24 setembro 2021

MANIFESTOS EM DEFESA DE UM JORNALISMO QUE NÃO PRECISA DE DEFESA

Há duas passagens neste manifesto em defesa do jornalismo, publicado hoje no Público e escrito pelo seu director, Manuel Carvalho, que me merecem um comentário. O primeiro comentário é para registar a descoberta que Manuel Carvalho compartilha comigo a opinião que Paulo de Morais é uma daqueles comentadores que tem vindo a manter uma ressonância mediática despropositada para a consequência do seu discurso anti-corrupção («...a descrever o país como um pântano de corrupção sem nunca ter divulgado um só caso em concreto.»). O que lhe ficará mal (a Carvalho) é só agora o confessar, nas circunstâncias em que o faz, assumidamente por o descobrir (a Morais) como um subscritor de um manifesto que contesta o jornal que dirige. Abaixo, voltaremos ao assunto. O outro comentário será a respeito da evocação que faz à condição de «único jornal do país com um provedor do Leitor e um Conselho de Leitores (desactivado desde o início da pandemia)», quando eu, ainda muito recentemente tive oportunidade de experimentar, em primeira mão e na prática, o provedor do Leitor. E porque não fiquei fã, também gostaria de elaborar sobre algumas causas pelas quais acho que Manuel Carvalho não tem nada que se orgulhar.

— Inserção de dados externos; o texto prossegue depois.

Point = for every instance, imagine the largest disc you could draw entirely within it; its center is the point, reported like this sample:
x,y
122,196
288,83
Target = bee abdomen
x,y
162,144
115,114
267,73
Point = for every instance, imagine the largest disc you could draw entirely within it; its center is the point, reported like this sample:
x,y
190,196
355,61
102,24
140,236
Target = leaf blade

Mas comecemos pela figura algo caricatural de Paulo de Morais que, na sua postura rígida, me parece um boneco da playmobil, penteado e tudo, e que, apesar disso, se tornou numa figura que os circuitos mediáticos acarinham na sua mecanicidade monotemática e repetitiva - corrupção, corrupção! E que, como acima o expõe Manuel Carvalho, nunca consubstanciou as acusações que distribuía com casos em concreto. Foi a votos nas presidenciais de 2016 (o que é muito mais daquilo que se pode dizer de Manuel Carvalho e de tantos outros jornalistas de opiniões vincadas). Recebeu 100 mil votos. Dá para comparar: foram menos votos do que Tino de Rãs, mas mais do que Pedro Santana Lopes (que ainda continua na carreira, apesar dos maus resultados acumulados). Foi uma justa medida do que Paulo de Morais valia e, se calhar, não teria valido a pena Manuel Carvalho bater agora mais no ceguinho. Quanto ao orgulho ostentado pela existência de um provedor do Leitor do Público, este Verão publiquei dois postes a respeito dele: um deles em que era o provedor do Leitor a queixar-se de que o próprio Manuel Carvalho o ignorava: andava há meses para lhe dar uma resposta prometida, e ainda a não deu; o outro era eu que me queixava, já que o próprio provedor do Leitor me tratava como o director do jornal o tratava a ele, esquecendo-se de responder, conforme prometera. Assim, sobre "provedor do Leitor", estes dois episódios parecem-me esclarecedores sobre o que a função representará no jornal... Porém, se eu quiser chamar a atenção para o facto de o Conselho de Leitores não funcionar («desactivado»...) há mais de ano e meio, isso seria a estocada final nas concepções líricas que Manuel Carvalho nos quer fazer crer que existem entre nas relações entre o jornal que dirige e alguns dos seus leitores.
Para estes casos em que não tenho qualquer simpatia por qualquer das partes (recordemo-las: o jornal Público e Raquel Varela), lembro-me da série Yes, Prime-Minister, e da neutralidade de Sir Bernard Woolley quando numa cena é posto perante a opção impossível de ter de escolher entre os seus dois chefes, o político (o primeiro-ministro James Hacker) e o administrativo (Sir Humphrey Appleby): «- Eu acho que qualquer dos dois sai muito bem na televisão!» Aqui, também acho que qualquer das partes sai muito mal disto tudo. Aliás, e ainda a propósito de Yes, Prime-Minister, convém esclarecer que a série, para além de o ser para os políticos e os altos funcionários públicos, também é severamente crítica para com os jornalistas. Existe aquela famosa passagem, frequentemente citada, em que é gozado o leitor-tipo de cada jornal da imprensa britânica da época (Who reads the papers?). Porém, o que costuma ser frequentemente esquecido é que o trecho começa com a observação de Appleby que «a única maneira de compreender a Imprensa é apercebermo-nos o quanto ela contemporiza com as coscuvilhices e os preconceitos dos seus leitores» (acima - The only way to understand the Press is to remember that they pander to their readers' prejudices.) Numa outra passagem é Jim Hacker que pergunta a um editor porque é que ele publicara «tais calúnias obscenas». «- Porque nos fez vender 100.000 exemplares a mais» - foi a resposta. Ao contrário do que Manuel Carvalho nos pretende convencer mais acima, estes assuntos não são para verdadeiros pregadores de moral.